Lyrically, Travis doesn’t vary much from two main topics: sex and drugs. They often coincide. For instance, on “Codeine Vision” he states that he has “your ex-girl buying codeine for Christmas.” Some tracks are more vague in which topic they portray. On “Psychedelic Funk”, for example, Travis talks about the various drugs he has consumed before moves on to speak about girls on Tumblr. He makes little attempt to connect these disparate subjects. However, other tracks, like “Sip That Shit”, dedicated almost entirely to codeine consumption, are incredibly focused. Despite overall lyrical simplicity, there are several outliers, such as “Miss Me When I’m Gone”, which is at its core a love song, or “For the Love of $”, which narrates a murder Travis claims he has committed, and the guilt and paranoia he feels afterwards.

Travis’ verses generally have a relaxed, off-beat flow, although he manages to couple the tone of his raps with that of his beats. On “Players Palace”, Travis slurs his verses extra slowly, while other tracks, like “When We Ride”, come off as downright aggressive. Many of the guest artists on the mixtape rap with similar flow, but several have very different sounds. Kris Henry’s verse on “Balance” stands out as his flow is more on-beat and reminiscent of newer East Coast artists, such as The Underachievers and Joey Bada$$. Another interesting feature on the mixtape is the rare exposure of female rapper Amber London and her verse on “When We Ride”, although her lines cut through the busy instrumental.

The beats on Codeine & Pizza are mostly mixtures of atmospheric elements and classic “dirty south” or “trap” style production. Heavy, drawn-out 808 bass drums appear on almost every song and it seems that most use other staples of trap beats as well, such as snare rolls and super-fast hihats. “Drugs” and “Codeine Vision” use ambient, spacey chords to invoke the feelings of a drug trip. “For the Love of $” includes reverb-laden jazz samples. Generally, slow-downs and tempo changes are used throughout the mixtape, with some acting as short accents while others last for entire verses. “Tokyo” includes multiple tempo and pitch changes, peppering other DJ effects, such as repeats and vinyl stops. This is a common theme on Codeine & Pizza, with almost every song including some kind of special effect.
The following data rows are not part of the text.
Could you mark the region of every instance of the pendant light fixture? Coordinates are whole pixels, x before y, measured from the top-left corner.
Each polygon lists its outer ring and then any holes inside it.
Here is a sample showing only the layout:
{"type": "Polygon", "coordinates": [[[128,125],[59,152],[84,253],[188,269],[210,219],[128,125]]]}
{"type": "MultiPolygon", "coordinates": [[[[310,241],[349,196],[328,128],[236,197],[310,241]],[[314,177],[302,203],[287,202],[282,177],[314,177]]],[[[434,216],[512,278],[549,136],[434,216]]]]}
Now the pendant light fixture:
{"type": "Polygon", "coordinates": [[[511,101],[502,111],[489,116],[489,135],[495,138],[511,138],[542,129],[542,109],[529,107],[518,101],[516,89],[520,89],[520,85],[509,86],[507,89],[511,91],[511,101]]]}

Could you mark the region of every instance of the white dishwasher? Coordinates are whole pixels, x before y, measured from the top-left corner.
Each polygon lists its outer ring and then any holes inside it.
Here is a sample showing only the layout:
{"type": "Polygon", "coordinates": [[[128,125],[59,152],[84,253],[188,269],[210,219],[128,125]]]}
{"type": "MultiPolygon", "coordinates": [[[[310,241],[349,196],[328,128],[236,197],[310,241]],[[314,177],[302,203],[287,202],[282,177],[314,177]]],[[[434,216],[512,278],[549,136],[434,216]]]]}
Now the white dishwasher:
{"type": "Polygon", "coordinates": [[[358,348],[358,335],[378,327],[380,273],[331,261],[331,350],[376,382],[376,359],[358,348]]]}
Codeine & Pizza is an enjoyable listen for an open-minded hip hop fan, especially one who is familiar with the older “dirty south” sound of the early 2000’s. While someone trying to get into rap music for the first time might find it distasteful, Chris Travis’ 2012 mixtape includes plenty of interesting details that anyone could sink his or her teeth into. Despite the simple lyrics and occasional wonky flow, in Travis’ words, you can “vibe with it.”